Ja, sie hatte keine ID dabei und auch kein Foto davon. Es war ein bisschen schwierig sie ins V-Szameitat zu bringen, wir haben dann ihr Smartphone als Pfand bei der Security deponiert und heute wieder bekommen. Ein bisschen unsicher war ich, ist sie wirklich eine solche "normale Frau", die gestern Abend einfach ungeduscht, ungeschminkt, ohne Lashes und ohne Nails mit einer Freundin etwas trinken gegangen ist oder ist das ein ganz perfider Trick. Dann wollte sie auch noch, dass ich mitkomme in ihren Shop und ihre Wohnung. Lauert da etwa ein Falle auf mich oder ist sie mir wirklich so zugetan und will mir ihr Leben zeigen? Das zwischenmenschliche Misstrauen hat mich.
Ich gehe nicht mit (hab auch noch Anderes zu tun), obwohl Shop und Wohnung angeblich an der Hauptstraße liegen.
Als sie zurück kommt zeigt sie mir Fotos, schöner kleiner Shop und schöne kleine Wohnung nahe der Hauptstraße. Sie ist die schönste, süsseste, gutherzigste kleine chubby Lady, die ich mir vorstellen kann. Ihre Gesellschaft ist nur angenehm, und Zärtlichkeiten, Kuscheln und Knutschen, mmmhhh.
Sie hat gestern ihre 2 tägige Mens beendet, wir fahren am Abend zu Pharma Plus um die Monatspille (Microgynon für 350) und HIV Tests zu besorgen.
Als wir im Apartment vor den Tests sitzen beginnt Nika ganz bitterlich zu weinen und bekommt erst kein Wort mehr heraus
.
Sie weiß seit der Geburt ihres Kindes vor 9 Jahren, dass sie HIV hat. Nimmt auch kostenlose Antiretrovirale Therapie ein, aber nicht sehr konsequent. Nebenwirkungen, Fakeinformationen auf Tiktok und Selbstwertkonflikte haben immer wieder zu Pausen geführt. Von ihrer Viruslast hat sie keine Ahnung.
Wir reden über ihre Traurigkeit und ihre Einsamkeit, aber auch über ihren Ärger auf Mutter, Vater und Oma, die sie beschnitten haben, die ihr abergläubige Tattoos zugefügt haben, die sie geschlagen haben. Ärger auf den Vater ihres Kindes, der sich einen negativen HIV-Test erkauft hatte.
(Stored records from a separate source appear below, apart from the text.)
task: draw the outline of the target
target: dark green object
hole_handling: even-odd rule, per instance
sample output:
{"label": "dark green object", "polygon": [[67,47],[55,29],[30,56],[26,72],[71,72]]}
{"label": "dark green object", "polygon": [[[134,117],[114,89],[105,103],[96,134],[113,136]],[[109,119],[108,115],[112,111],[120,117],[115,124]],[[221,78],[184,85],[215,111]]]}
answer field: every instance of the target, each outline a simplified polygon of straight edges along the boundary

Wir sind beide sehr betroffen und weinen zusammen. Niemand in ihrem privaten Umfeld weiß von ihrer Infektion, sie ist eine ruhige und hat jahrelang alles mit sich selbst ausgemacht - oh my Ngai.
Das offene Sprechen fällt ihr sehr schwer und sie schläft irgendwann vor emotionaler Erschöpfung ein. Ich brauche noch ein bisschen und Frage mich, ob ich sie morgen wie geplant mit ins Cowrie Shell nehmen soll.